Antisemitism in Chile started in early Chilean history during Spanish colonization and settlement. Now on the decline, Antisemitism has resurfaced throughout the country's history to include the 20th century Nazism in Chilean cities with German heritage. Chileans today have a positive view of the country's estimated 32,000 Jews or less than 1% of the population.

History of Judaism in Chile

Jewish presence in Chile is as old as the history of that country. Over time, Chile has received several contingents of Jewish immigrants. Currently, the Jewish community in Chile comes mainly from the migrations occurred in the 19th and 20th centuries, mostly of Ashkenazi background.
Chile is home to the third-largest Jewish community in South America.

Spanish colonization and settlement 
The first Jews arrived in Chile with the Spanish conquistadors. These were Jewish converts to Catholicism because, at the time of the Inquisition, had to hide their Jewish origin living. Most of this immigration occurred in the early years of the conquest, fleeing religious persecution in Spain, since in the Americas is not yet the court of the Inquisition installed.  Diego García de Cáceres, faithful friend and executor of the founder of Santiago, Pedro de Valdivia, was one of them.

In colonial times, the most prominent Jewish character in Chile was the surgeon Francisco Maldonado da Silva, one of the first directors of the San Juan de Dios Hospital. Maldonado da Silva was an Argentine Jew born in San Miguel de Tucumán into a Sephardic family from Portugal. He was accused to the Tribunal of the Inquisition by her sisters, devout Christians, from attempting to convert them to Judaism. Maldonado declared openly Jew, earning him the conviction to be burned alive in 1639. According to a 2010 book, he was imprisoned because he tried to convert his two sisters, who had converted to Catholicism, and they denounced him.

Jewish immigration in the 19th century 
From 1840, decades after the abolition of the Inquisition in Chile, began the Jewish immigration to the country.

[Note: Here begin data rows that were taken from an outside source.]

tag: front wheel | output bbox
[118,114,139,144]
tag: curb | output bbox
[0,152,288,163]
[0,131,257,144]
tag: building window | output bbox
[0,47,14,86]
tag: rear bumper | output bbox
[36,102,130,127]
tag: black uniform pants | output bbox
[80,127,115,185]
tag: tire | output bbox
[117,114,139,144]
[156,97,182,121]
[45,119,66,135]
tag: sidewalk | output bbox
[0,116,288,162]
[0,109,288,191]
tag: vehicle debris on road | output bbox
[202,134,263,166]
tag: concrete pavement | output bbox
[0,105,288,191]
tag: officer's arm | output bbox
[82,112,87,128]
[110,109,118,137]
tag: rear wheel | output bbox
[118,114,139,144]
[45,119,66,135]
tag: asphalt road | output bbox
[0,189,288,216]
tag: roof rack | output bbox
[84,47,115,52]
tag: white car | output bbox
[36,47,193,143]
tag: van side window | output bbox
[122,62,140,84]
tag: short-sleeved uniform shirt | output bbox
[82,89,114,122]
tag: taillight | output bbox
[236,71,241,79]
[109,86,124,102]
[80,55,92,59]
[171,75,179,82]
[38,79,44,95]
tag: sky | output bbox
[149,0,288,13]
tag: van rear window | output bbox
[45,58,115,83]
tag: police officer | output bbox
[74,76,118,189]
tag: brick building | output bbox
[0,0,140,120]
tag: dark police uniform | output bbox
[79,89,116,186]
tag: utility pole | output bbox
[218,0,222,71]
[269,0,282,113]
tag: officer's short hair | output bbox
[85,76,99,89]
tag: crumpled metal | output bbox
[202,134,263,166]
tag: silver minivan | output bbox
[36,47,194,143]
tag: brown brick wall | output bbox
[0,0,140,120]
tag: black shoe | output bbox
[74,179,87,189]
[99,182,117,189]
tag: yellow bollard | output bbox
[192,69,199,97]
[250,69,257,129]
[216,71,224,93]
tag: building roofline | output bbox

The first Jews who arrived in Valparaíso were from Europe, especially from Germany and France. One of them, Manuel de Lima y Sola, was a man who became one of the founding members of the Fire Department of Valparaíso in 1851 and one of the founders of the Chilean freemasonry to create the first Masonic lodge, the "Unión Fraternal" two years later.

Antisemitism from the Inquisition till the 20th century
Between the Spanish people which arrived to Chile during the Inquisition were Jews which had been sent away from their home land. The inquisition has been active in Chile until 1813. In that period, many Jews were executed. One of them was Francisco Maldonado De-Silva, a doctor who declared in public about his Jewish religion, and was executed only because of that. De-Silva's life story was published in the book “la gesta marrano”. With Chile's independence, Jewish prayers were allowed in public only in 1856. The first official Jewish organization was established in 1909.

Nazism in Chile

Nazism in Chile has a long history dating back to the 1930s. Nazist cells are currently active in many Chilean cities, especially the capital, Santiago, and the southern cities with German heritage.

After the dissolution of the National Socialist Movement of Chile (MNSCH) in 1938, notable former members of MNSCH migrated into Partido Agrario Laborista (PAL), obtaining high charges. Not all former MNSCH members joined the PAL; some continued to form parties of the MNSCH line until 1952. A new old-school Nazi party was formed in 1964 by school teacher Franz Pfeiffer. Among the activities of this group were the organization of a Miss Nazi beauty contest and the formation of a Chilean branch of the Ku Klux Klan. The party disbanded in 1970. Pfeiffer attempted to restart it in 1983 in the wake of a wave of protest against the Pinochet Regime.

Historically Nazism had also detractors in Chile. Example of this is the telegram sent by Salvador Allende and other members of the Congress of Chile to Adolf Hitler after the Kristallnacht (1938) in which they denounced the persecution of Jews.

Even before the Nazi takeover of Germany in 1933 there was a German Chilean youth organization with strong Nazi influence. Nazi Germany pursued a policy of Nazification of the German Chilean community. These communities and their organizations were considered a cornerstone to extend the Nazi ideology across the world by Nazi Germany. It is widely known that albeit there were discrepancies most German Chileans were passive supporters of Nazi Germany. Nazism was widespread among the German Lutheran Church hierarchy in Chile. A local chapter of the Nazi Party was started in Chile.

While Nazi Germany did pursue a policy of nazification of overseas German communities the German community in Chile did not act as an extension of the German state to any significant degree.